The sHoRtZ goes digital
... because I can't stand NOT writing my column lah!
So I guess I'll have to fight it out with the countless opinions already existing on the 'Net. What to do... when push comes to shove I guess.
What's ironic is that the week after half of Sunday Mail's writers (and some of the best damn issues writers around, I'd like to add) said their goodbyes -- our MPs come up with the juiciest fodder it was just too hard to pass up NOT putting editorial crosshairs right over their foreheads.
I mean, look at the whole gatal issue. It's interesting how people didn't really play up the "who's REALLY gatal" thing. Sure, he's being mysoginist, prejudiced, judgemental, neanderthal even.
But come on, let's just be as childish as that MP lah. He's not going to understand these big words, so we need to sink back to the longkang to his level. Just say it like it is lah!
"Sapa yang betul-betul gatal, hah?"
a) A divorcee that isn't in total absolute mourning because she's divorced (what the hell are they supposed to do lah, sit at home for the rest of their lives, shrouded in black hijabs, weeping for the loss of the man in their lives? Is post-divorce socializing an indication of abject wanton uncontrollable lust... or a need to be among other people to help ease the loneliness of being alone?)...
OR
b) A man who's already married but still can menggatal (now THAT's the more apt use of that damn word) with the chick from the nasi lemak stall, the perfume counter, the shoe store, the restaurant, the bar, the dangdut club.... the guy who's got wife and kids and still looking for numbers 2, 3, and 4? A guy who jokes with his friends about getting upgraded versions of wives because the "old cow" at home has gained weight and isn't doing anything for his Viagra-loaded libido (although no one mentions that his receding hairline and potbelly isn't really ManHunt audition material, I'll tell you that much).
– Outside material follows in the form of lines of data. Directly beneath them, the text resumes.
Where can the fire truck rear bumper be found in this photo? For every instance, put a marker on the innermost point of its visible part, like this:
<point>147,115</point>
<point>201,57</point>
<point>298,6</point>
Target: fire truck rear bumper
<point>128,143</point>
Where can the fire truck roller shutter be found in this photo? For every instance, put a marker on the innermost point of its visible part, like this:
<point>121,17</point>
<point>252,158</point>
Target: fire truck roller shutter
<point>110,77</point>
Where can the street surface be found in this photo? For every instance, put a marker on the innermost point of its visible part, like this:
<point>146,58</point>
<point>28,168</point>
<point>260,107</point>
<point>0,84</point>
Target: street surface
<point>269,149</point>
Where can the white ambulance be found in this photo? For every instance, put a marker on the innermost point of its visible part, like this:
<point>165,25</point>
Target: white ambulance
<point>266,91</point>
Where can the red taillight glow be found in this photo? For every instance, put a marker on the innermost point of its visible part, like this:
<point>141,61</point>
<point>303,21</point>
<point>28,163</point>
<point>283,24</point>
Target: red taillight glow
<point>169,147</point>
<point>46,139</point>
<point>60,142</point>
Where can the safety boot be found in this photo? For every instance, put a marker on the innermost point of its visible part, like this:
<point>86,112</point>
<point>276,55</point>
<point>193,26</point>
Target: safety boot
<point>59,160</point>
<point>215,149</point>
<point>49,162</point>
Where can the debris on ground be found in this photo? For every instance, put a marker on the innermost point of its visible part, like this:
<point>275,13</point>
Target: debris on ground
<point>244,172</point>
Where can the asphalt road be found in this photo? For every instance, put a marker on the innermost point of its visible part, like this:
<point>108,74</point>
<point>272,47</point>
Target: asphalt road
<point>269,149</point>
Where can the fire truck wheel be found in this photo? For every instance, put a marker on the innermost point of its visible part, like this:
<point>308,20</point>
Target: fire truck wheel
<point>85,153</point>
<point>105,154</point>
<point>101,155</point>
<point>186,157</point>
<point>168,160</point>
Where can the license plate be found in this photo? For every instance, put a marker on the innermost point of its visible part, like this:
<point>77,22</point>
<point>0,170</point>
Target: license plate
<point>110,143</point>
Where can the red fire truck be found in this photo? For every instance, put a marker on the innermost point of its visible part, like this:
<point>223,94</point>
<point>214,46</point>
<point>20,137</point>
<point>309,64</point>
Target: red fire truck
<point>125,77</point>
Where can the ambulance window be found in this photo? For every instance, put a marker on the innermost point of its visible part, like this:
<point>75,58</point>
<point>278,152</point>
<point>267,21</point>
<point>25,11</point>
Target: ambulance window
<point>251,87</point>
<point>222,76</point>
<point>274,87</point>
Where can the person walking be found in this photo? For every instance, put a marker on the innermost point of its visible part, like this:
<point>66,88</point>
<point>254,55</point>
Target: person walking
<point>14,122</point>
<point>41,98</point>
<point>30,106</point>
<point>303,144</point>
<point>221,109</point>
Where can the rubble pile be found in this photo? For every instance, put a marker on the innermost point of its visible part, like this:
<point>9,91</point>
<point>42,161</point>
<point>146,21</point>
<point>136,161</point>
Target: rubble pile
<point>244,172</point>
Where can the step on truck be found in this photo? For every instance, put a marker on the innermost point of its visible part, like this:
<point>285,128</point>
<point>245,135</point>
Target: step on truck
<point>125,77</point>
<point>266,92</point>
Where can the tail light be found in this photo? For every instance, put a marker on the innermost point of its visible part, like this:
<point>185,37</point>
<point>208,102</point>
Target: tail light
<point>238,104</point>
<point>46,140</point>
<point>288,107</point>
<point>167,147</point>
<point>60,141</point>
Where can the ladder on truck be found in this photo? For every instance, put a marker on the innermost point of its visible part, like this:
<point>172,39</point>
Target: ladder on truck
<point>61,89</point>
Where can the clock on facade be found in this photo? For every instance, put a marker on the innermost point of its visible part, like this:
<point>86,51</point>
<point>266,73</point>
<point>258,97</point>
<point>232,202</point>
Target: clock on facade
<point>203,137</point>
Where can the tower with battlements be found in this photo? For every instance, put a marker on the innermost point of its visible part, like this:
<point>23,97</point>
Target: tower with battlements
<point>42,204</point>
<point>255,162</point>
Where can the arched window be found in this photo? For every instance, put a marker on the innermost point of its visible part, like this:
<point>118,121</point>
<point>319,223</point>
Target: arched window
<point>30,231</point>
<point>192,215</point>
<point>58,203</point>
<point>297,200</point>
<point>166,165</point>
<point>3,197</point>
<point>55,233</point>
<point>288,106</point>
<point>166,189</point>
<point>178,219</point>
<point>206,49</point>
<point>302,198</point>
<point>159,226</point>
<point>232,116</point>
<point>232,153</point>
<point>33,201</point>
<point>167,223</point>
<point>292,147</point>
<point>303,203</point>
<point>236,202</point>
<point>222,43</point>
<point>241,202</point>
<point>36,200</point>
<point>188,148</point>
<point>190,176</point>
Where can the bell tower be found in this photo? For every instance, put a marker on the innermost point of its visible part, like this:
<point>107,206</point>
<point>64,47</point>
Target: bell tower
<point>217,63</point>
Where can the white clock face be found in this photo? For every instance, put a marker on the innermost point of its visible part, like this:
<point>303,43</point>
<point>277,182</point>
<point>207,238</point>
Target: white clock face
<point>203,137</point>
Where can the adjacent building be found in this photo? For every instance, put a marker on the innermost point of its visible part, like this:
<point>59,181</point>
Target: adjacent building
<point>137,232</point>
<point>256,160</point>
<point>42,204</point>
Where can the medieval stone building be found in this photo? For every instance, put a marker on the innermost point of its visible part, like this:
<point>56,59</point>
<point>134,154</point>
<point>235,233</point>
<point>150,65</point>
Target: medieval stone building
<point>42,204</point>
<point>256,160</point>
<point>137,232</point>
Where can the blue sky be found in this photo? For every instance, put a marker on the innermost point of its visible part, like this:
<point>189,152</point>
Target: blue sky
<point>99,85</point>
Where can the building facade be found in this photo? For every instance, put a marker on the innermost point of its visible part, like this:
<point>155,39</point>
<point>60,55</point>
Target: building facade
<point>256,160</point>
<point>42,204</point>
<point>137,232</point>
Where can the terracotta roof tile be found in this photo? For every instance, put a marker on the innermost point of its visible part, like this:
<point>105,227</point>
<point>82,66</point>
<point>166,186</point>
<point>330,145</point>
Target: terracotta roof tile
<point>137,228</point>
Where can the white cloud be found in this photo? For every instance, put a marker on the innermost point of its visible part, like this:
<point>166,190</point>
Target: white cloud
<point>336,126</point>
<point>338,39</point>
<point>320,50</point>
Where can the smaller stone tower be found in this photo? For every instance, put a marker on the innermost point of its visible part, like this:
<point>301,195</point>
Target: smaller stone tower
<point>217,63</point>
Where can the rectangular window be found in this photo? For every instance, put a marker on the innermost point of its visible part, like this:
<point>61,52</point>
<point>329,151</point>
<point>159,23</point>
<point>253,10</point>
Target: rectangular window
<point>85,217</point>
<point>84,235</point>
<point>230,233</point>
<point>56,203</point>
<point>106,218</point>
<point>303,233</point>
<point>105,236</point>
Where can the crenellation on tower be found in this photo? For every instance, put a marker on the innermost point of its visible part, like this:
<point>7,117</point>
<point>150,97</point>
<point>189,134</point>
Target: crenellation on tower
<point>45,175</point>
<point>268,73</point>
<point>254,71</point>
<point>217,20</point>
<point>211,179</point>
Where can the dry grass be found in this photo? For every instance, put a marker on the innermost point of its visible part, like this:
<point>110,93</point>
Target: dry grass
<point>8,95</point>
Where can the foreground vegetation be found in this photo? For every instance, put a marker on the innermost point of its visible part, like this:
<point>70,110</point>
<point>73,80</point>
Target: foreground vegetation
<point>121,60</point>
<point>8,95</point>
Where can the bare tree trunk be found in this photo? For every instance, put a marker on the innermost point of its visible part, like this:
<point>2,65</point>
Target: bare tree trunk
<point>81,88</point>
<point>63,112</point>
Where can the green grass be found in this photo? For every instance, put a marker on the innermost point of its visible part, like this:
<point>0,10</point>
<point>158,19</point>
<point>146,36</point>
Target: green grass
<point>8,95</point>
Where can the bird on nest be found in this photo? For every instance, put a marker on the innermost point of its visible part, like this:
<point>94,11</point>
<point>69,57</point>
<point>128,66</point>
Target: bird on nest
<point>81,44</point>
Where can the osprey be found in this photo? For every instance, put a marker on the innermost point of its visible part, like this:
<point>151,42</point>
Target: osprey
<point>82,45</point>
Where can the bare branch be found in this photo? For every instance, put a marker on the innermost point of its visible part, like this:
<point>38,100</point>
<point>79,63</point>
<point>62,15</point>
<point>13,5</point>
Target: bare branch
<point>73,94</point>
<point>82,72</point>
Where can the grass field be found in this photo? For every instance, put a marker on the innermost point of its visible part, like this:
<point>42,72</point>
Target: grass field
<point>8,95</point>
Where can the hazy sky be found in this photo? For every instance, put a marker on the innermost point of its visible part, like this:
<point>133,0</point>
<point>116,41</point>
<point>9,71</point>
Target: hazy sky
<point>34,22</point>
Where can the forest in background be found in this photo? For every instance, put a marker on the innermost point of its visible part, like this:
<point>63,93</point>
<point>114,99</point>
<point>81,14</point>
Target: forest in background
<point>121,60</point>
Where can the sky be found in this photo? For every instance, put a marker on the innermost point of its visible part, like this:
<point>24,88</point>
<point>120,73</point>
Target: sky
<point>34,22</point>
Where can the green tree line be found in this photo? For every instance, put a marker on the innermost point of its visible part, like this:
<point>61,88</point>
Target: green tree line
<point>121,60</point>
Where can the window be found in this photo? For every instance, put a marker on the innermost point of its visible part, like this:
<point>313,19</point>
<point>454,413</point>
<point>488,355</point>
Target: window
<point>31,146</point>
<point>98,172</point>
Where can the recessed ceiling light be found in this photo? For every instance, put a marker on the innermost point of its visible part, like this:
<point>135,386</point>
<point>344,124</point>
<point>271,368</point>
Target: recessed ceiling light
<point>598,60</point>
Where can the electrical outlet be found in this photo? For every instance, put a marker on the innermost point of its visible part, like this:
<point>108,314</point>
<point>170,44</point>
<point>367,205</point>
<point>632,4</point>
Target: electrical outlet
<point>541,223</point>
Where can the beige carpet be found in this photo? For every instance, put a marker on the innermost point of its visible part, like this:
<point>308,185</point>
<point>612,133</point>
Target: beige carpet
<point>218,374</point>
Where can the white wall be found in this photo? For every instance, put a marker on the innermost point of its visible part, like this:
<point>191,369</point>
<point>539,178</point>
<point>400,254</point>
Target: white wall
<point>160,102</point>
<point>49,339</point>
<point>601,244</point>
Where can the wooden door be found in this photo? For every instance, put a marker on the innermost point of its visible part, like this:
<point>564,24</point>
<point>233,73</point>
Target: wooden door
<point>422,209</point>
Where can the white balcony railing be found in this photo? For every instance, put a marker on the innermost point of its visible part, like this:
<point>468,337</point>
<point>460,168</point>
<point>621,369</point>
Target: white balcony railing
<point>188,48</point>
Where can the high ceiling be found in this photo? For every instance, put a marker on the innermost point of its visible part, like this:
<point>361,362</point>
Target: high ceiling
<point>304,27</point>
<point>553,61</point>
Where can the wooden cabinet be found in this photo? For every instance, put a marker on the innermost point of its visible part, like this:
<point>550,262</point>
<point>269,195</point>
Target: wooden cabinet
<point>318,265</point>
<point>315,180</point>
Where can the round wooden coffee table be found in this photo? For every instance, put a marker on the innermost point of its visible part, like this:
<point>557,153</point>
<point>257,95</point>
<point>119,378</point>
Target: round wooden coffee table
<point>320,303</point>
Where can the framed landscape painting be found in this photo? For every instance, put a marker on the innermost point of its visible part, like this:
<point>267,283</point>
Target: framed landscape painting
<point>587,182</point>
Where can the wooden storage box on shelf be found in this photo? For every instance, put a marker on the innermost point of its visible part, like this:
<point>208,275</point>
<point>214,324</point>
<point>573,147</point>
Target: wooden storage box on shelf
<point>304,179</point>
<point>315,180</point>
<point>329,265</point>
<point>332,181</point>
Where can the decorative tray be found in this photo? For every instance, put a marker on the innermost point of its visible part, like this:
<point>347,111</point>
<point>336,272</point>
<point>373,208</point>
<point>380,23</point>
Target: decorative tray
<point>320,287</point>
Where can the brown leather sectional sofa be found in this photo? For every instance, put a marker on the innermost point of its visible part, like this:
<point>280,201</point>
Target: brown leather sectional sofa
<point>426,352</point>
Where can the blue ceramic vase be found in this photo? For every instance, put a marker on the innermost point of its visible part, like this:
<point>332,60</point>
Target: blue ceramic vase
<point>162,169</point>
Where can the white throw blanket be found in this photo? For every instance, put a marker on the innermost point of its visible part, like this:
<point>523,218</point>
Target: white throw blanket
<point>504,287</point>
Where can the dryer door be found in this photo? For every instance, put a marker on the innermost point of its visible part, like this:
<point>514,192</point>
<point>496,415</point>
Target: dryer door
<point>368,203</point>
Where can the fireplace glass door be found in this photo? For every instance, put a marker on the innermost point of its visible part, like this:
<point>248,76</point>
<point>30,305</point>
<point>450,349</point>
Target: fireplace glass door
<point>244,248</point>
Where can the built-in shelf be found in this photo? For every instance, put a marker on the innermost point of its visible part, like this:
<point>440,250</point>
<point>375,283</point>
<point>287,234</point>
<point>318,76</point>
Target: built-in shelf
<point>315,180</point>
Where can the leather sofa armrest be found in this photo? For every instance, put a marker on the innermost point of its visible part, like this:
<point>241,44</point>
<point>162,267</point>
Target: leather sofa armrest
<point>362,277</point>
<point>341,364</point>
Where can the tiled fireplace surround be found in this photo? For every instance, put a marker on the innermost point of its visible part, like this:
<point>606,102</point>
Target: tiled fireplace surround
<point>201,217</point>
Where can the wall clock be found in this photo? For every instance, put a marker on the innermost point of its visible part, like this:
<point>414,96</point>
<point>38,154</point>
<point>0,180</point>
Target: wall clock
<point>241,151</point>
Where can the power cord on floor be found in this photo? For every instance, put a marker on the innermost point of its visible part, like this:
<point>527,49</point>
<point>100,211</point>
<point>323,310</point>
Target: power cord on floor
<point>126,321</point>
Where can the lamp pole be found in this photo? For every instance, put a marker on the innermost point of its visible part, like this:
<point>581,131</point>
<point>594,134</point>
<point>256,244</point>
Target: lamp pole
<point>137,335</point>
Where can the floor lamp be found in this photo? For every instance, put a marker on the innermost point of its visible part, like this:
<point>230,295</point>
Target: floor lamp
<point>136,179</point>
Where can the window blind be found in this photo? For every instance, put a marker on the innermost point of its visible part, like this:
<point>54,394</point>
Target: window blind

Or the old farts hanging out at Kelab Pantai and Duabelas SI (among others) flashing the cash so they can live the delusion that some bimbo half their age actually is attracted to them (as long as the wallets stay fat).
Come to think of it, maybe the divorcees are divorcees because their husbands left them for some young nubile child (which really isn't the reason why that archaic 4-wive rule was there in the first place, moron). I say, good riddance, and good luck finding a man who's not going to think of you as one quarter of his little four-woman harem.
Siapa yang gatal? Hah?
On top of that his statement that he wouldn't be surprised if a majority of the sex workers in the country consist of divorcees.
Maybe he never really read a piece of research in his life, poor thing. Maybe he's never really done any indepth thinking on his own, poor child. Maybe he needs to be schooled. Please, oh NGOs, do you think you can send him some research? Maybe put in some audio tapes and video files because you can't sustain his reading past a few paragraphs. And maybe include some tabs on the words that have more than two syllables to help the little dude understand what's going on.
Because it's clear he's lacking some serious education. Not just in social issues but in being a decent human being.
And I'm SOOOOO happy that I've gone digital and I can say a lot more without having to worry about being (sic) politically correct. HAH!